風呂上がりは水分と活字が欲しくなる。台所でコップ一杯の水をゴクりとやって、本棚へ。さてさて。見るともなく本棚全体を見る。すると不思議と本に呼ばれて手が伸びる。バガボンド7巻、著:井上雄彦。
倒そうと力を込めるほどにこの体は硬くなり自由を失っていく。敵はいない。俺が対峙してるのは、いつの間にか俺自身?
『”我” あの日の柳生宗厳の剣にはそれしかなかった。相手に勝ってやろう、己の力を、強さを、存在を誇示したい、俺を見ろ』
『師は言われた。そんなことのために剣は、武はあるのかね?我々が命と見立てた剣は、そんな小さなものかね?』
定期的に確認したくなる言葉というのがある。「愛してるよ」とか「ありがとう」とか。そういう言葉を聞きたくなるのは、きっと「あなたはここに居てもいいんだよ」ということの確認のような気がする。自分は本当にこの世界に居ても良いものなのか。その肯定が案外難しい。だから自分の存在が揺らぎそうになると、他者を通してそういう言葉を確認したくなる。
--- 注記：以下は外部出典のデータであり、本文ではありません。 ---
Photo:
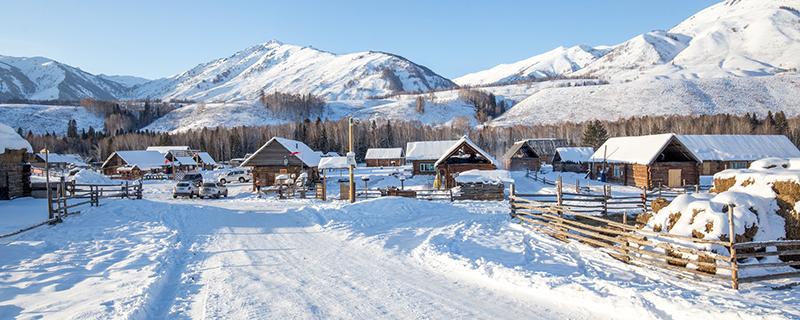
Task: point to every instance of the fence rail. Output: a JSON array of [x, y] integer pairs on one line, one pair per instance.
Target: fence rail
[[646, 248]]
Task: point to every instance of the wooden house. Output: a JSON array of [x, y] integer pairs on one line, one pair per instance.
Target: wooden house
[[133, 164], [423, 155], [572, 159], [280, 156], [15, 171], [646, 161], [463, 155], [384, 157], [521, 157], [720, 152]]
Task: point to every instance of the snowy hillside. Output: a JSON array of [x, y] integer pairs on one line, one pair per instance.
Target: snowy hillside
[[41, 119], [40, 78], [274, 66], [665, 97], [557, 62]]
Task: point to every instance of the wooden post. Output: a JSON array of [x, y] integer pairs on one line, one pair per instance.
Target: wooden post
[[559, 196], [732, 243]]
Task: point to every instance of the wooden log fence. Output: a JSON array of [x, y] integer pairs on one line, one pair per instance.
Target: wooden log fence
[[646, 248]]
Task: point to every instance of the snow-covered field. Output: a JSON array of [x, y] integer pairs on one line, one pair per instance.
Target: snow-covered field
[[251, 257]]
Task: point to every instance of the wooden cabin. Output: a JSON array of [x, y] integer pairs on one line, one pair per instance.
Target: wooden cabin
[[282, 156], [572, 159], [521, 157], [424, 154], [133, 164], [646, 161], [720, 152], [384, 157], [15, 171], [462, 156]]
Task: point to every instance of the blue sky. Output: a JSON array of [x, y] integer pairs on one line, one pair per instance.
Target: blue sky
[[160, 38]]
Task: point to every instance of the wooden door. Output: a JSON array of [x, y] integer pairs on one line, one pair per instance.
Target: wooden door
[[674, 179]]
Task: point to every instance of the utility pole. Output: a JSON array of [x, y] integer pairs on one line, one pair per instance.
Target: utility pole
[[351, 156]]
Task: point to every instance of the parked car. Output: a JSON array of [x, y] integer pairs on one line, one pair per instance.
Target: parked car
[[213, 189], [235, 175], [195, 178], [185, 189]]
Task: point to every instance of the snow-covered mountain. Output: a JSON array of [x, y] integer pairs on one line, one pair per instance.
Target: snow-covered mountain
[[557, 62], [274, 66], [39, 78]]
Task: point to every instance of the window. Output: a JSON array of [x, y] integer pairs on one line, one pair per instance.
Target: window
[[426, 167]]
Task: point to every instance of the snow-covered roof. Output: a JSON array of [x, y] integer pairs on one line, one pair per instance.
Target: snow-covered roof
[[384, 153], [333, 163], [469, 142], [166, 149], [9, 139], [206, 158], [427, 150], [484, 176], [575, 154], [739, 147], [72, 159], [633, 149], [143, 159], [186, 161], [308, 156]]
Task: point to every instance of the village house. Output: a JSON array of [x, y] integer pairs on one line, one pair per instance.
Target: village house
[[572, 159], [720, 152], [463, 155], [423, 155], [646, 161], [384, 157], [281, 156], [133, 164], [15, 171]]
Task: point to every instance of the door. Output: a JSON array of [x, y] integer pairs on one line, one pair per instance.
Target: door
[[674, 179]]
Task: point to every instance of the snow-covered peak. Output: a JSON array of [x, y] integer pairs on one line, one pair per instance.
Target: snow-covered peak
[[274, 66], [556, 62]]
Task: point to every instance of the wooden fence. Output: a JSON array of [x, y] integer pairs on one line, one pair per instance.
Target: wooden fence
[[634, 245]]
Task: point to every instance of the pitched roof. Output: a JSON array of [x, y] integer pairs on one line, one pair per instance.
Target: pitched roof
[[739, 147], [9, 139], [384, 153], [634, 149], [142, 159], [427, 150], [297, 148], [574, 154], [469, 142]]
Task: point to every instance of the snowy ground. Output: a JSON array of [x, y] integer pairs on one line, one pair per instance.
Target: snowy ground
[[250, 257]]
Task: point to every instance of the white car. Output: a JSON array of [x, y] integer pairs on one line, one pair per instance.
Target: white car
[[213, 189], [235, 175], [184, 189]]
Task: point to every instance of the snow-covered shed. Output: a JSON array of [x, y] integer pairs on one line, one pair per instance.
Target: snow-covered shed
[[572, 159], [133, 164], [423, 154], [384, 157], [464, 155], [646, 161], [15, 171], [720, 152], [282, 156]]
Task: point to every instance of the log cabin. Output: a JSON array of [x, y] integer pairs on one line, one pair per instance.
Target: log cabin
[[384, 157], [282, 156], [572, 159], [15, 171], [720, 152], [423, 155], [463, 155], [646, 161]]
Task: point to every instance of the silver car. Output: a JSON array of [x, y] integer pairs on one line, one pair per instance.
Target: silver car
[[213, 189]]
『我が剣は天地とひとつ。故に剣は無くともよいのです』
天地とひとつ。この言葉を見ると、なぜか不思議と「愛してる」と言われたのと似たような気分になる。ふっと力が抜け、心が落ち着いて、生きる力が湧いてくる。あっ、わかった。たぶんこれは寝不足のせいだな。おやすみなさい。